Viparita Karani Yoga Helpful in cure of Arthritis and Reduce grey hairs and wrinkles

Viparita Karani Yoga

The name comes from the Sanskrit words viparita meaning “inverted” or “reversed”, and karani meaning “doing” or “making” and asana (आसन; āsana) meaning “posture” or “seat”.

This posture is putting the legs up against the wall, and is a very gentle way to do an inversion. It brings blood to the head and heart; and it can be practiced by those who are not inverting (such as those with high blood pressure or those on their menstural cycle.)

Practice of  Viparita Karani (Upside Down Pose)

• Fold a sticky mat up in half and place it up against a wall.
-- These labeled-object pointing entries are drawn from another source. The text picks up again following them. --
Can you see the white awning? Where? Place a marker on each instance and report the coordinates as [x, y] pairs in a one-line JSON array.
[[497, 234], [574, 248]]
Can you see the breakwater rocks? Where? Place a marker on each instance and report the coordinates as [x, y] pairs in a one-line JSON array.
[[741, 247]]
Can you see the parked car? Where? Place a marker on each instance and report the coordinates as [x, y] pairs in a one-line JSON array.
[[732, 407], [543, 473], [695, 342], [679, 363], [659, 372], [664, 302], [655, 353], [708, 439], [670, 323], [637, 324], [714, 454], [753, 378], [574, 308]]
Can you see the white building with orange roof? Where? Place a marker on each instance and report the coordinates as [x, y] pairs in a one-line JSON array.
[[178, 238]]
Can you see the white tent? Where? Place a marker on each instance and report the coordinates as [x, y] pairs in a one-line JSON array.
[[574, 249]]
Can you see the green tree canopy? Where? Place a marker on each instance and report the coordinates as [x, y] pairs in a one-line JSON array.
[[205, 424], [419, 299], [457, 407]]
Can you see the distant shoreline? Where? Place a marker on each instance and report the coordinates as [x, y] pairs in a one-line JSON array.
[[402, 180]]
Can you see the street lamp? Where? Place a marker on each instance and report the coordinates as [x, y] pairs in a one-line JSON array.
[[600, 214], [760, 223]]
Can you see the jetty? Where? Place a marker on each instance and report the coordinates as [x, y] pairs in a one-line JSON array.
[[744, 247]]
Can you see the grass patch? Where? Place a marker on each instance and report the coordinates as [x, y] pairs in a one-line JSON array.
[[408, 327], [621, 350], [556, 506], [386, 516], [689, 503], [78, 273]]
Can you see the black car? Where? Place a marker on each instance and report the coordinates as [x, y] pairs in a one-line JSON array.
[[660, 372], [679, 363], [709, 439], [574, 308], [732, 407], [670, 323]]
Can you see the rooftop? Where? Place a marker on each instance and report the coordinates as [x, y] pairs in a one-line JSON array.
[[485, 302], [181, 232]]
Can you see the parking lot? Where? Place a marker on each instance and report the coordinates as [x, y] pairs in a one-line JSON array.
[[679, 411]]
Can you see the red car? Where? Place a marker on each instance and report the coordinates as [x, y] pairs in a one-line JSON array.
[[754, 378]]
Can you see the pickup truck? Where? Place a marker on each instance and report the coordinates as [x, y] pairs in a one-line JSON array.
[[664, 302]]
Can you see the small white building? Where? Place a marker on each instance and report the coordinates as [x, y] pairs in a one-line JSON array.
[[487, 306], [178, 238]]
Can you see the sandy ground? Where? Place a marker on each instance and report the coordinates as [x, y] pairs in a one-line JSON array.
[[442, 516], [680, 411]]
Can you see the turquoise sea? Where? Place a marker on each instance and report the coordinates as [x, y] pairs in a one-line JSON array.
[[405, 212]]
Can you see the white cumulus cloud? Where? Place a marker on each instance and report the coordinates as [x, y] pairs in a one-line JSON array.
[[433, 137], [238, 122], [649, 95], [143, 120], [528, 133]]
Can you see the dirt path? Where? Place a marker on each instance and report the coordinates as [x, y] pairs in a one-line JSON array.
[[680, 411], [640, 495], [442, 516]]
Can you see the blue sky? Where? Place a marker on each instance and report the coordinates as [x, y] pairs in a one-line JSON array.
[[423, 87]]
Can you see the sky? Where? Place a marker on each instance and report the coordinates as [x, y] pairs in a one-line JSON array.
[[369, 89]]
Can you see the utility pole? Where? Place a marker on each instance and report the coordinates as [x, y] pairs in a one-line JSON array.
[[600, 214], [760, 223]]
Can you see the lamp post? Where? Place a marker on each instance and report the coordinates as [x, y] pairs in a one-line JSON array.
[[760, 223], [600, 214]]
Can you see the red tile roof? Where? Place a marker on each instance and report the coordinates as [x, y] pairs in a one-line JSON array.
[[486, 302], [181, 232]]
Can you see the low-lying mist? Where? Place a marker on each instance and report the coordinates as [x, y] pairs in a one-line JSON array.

Fold a blanket up and place it on top.
• Place the bolster slightly way from the wall to leave room for the buttocks to drape down.
• If necessary, adjust the height, either by adding a blanket or replacing the bolster with 1-3 folded blankets. The ideal is that the pelvis be horizontal and the trunk and shoulders hang down allowing the chest to open. Adjust the height to your needs. You can also go the other way, with a lower lift under the pelvis, or even with just the legs up the wall and the pelvis flat on the floor.
• Either come several inches away from the set-up, tuck the head under and roll carefully onto the padding with the legs up the wall; or sidle up to the padding, and swing the legs up the wall. If you cannot have the backs of the legs against the wall without the pelvis tucking up toward the ceiling, or if the legs will not stay up, then move a little further away from the wall as necessary.
• Roll the shoulders under and lift and open the chest.
• Rest the backs of the hands on the floor. Hold this position for several minutes.
• To come out of the pose, either bend the knees and come into Baddha Konasana (Bound Angle Pose) or Sukhasana (Comfortable Pose) up the wall. If in Sukhasana (Comfortable Pose), be sure to change the crossing of the legs and do the other side as well. Rest there for a moment.
• Press yourself off the padding until the hips rest on the floor. Stay here for a moment.
• Roll over onto the right side and press yourself up.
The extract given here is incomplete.